On comprend dès lors pourquoi Poutine dérange. Angela Merkel a eu cette étrange réflexion en disant du président russe qu'il vivait dans un autre monde. Qu'il avait perdu tous sens des réalités, mais de quelle réalité parle telle la chancelière allemande ? De cette réalité qui fait que l'Allemagne détruit commercialement ses voisins et qu'elle organise sa propre extinction démographique sans que cela ne semble le moins du monde inquiéter les élites du pays ? Une Allemagne qui fait une course à l'excédent commercial sans se soucier des conséquences macroéconomiques ? On se demande effectivement dans quel monde vivent les élites d'occident. Et effectivement, voir un dirigeant agir pour d'autres considérations que sa propre réélection et pour son image médiatique doit avoir de quoi choquer un esprit purement libéral et individualiste.
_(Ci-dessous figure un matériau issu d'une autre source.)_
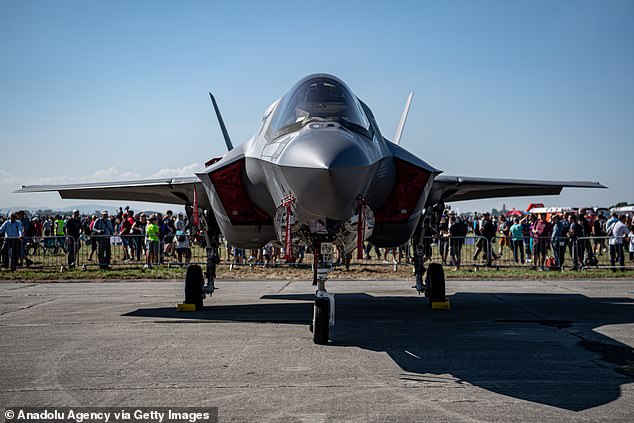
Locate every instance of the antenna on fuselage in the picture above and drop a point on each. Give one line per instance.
(401, 124)
(225, 134)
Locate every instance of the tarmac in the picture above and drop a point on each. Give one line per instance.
(507, 351)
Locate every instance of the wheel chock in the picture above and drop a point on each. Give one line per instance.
(185, 307)
(440, 305)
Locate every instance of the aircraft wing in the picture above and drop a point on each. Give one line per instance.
(459, 188)
(167, 190)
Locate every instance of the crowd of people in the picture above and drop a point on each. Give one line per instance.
(144, 238)
(537, 239)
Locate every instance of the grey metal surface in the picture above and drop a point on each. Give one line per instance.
(507, 351)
En fait la Russie vient de donner un choc du réel à nos élites. Elles semblent entrapercevoir le déclin des sociétés dans lesquelles elles vivent sans vraiment comprendre qu'elles en sont responsables. Mais rassurons-nous, elles auront vite fait de retourner à leurs occupations si importantes du mariage gay aux atermoiements sur l’archaïsme du système social français. D'ailleurs, la commission européenne vient de mettre sous surveillance la France. Elle dépense trop et ne fait pas assez d'efforts pour résoudre ses grands déséquilibres. À quand la potion grecque pour la France ? En attendant, la Russie continuera à améliorer sa situation économique et à faire de la grande politique pendant que nos élites continueront à détruire leur nation pour sauver leurs postes politiques et leur petit intérêt particuliers. Rira bien qui rira le dernier. Avec de la chance dans quelques années les chars russes iront jusqu'à Paris et il n'y aura vraisemblablement plus grand monde pour s'y opposer.